I'm struggling with this assignment for a couple of hours, and i dont seem to find any clues :(
I have to find the limit of this exponential function: $$\lim_{n \to \infty} (1+\frac{1}{n+2})^{2n+3} $$
I've already tried to rewrite the expression as: $$\lim_{n \to \infty} ((1+\frac{1}{n+2})^{n+2})^{\frac{2n+3}{n+2}}$$ $$\lim_{n \to \infty} \frac{2n+3}{n+2} = 2 $$ $$\lim_{n \to \infty} (1+\frac{1}{n+2})^{2n+4}$$ $$k=n+2$$ $$\lim_{n \to \infty} (1+\frac{1}{k})^{2k})$$
But it didn't help actually. I know i have to rewrite the limit to the form of: $$\lim_{n \to \infty} (1+\frac{x}{n})^{n}= e^x$$ Unfortunately i'm out of ideas now. I will really appreciate any tips from you guys. I totally stuck with this one.
You have solved the problem yourself. Just check this.
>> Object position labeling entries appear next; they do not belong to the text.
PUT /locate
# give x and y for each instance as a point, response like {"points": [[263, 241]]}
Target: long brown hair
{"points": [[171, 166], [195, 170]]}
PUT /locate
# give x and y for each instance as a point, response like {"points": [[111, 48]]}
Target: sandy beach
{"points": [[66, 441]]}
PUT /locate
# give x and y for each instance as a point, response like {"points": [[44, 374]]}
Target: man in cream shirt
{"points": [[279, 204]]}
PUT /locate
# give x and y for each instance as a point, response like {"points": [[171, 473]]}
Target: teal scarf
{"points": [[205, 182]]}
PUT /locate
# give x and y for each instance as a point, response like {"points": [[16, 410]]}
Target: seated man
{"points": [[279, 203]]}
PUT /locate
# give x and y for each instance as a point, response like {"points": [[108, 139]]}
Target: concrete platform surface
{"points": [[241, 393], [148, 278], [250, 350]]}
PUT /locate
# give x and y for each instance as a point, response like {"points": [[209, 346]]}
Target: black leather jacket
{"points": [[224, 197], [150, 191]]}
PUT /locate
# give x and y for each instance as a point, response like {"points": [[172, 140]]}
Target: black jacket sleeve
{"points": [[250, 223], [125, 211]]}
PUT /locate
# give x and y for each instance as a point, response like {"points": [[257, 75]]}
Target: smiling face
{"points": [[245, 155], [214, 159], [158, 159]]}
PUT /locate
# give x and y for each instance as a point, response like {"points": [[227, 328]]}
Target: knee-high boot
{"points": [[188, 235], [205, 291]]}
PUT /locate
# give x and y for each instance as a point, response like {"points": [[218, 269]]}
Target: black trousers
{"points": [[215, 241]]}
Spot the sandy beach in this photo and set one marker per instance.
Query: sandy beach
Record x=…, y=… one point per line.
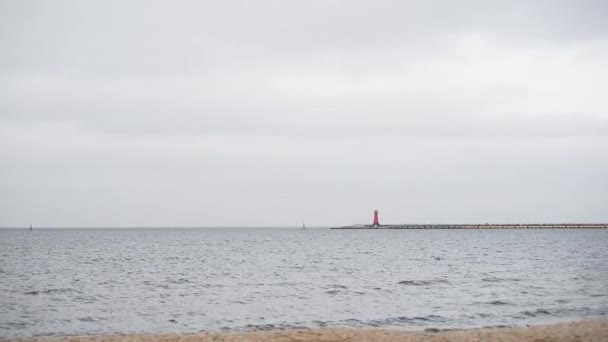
x=596, y=330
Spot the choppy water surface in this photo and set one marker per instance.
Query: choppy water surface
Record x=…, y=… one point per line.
x=68, y=282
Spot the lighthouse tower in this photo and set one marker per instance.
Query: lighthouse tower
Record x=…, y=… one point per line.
x=376, y=221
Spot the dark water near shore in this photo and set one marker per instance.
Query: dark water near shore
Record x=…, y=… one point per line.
x=67, y=282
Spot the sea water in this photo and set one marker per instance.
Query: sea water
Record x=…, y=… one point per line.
x=107, y=281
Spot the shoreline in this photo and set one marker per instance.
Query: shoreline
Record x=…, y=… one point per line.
x=592, y=330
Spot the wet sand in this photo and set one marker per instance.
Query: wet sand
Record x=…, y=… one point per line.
x=578, y=331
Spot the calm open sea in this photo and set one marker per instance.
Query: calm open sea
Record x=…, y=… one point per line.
x=104, y=281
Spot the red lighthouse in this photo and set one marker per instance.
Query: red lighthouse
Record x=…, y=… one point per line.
x=376, y=221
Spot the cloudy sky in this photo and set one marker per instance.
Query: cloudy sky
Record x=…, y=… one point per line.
x=267, y=113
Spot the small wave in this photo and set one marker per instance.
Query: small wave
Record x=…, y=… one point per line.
x=178, y=281
x=536, y=313
x=498, y=280
x=51, y=291
x=436, y=330
x=422, y=282
x=86, y=319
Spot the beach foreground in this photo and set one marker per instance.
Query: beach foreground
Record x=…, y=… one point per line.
x=579, y=331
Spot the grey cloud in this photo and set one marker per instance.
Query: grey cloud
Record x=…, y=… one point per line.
x=215, y=112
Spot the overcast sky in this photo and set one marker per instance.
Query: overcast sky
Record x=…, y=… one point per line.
x=268, y=113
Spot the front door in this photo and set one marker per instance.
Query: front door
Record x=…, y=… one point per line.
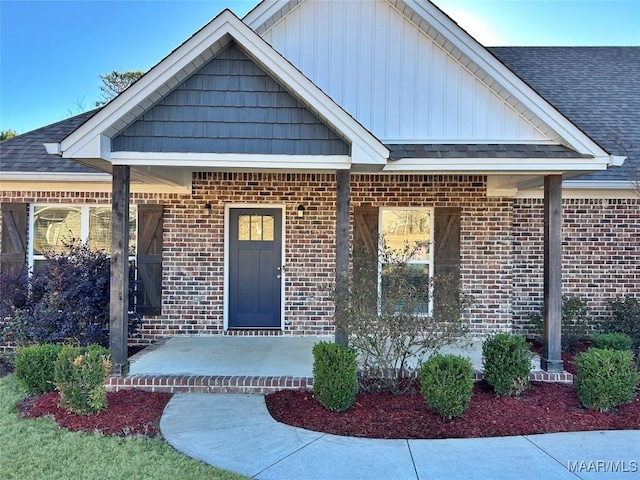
x=255, y=251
$$\lim_{n \to \infty} (1+\frac{1}{n+2})^{2n+3} $$ $$=\lim_{n \to \infty} \left(\left(1+\frac{1}{n+2}\right)^{n+2}\right)^{\frac{2n+3}{n+2}}$$ $$= \left(\lim_{(n+2) \to \infty}\left(1+\frac{1}{n+2}\right)^{n+2}\right)^{\lim_{n \to \infty}\frac{2n+3}{n+2}}$$ $$=e^{\lim_{n \to \infty} \frac{2n+3}{n+2}} =e^2 $$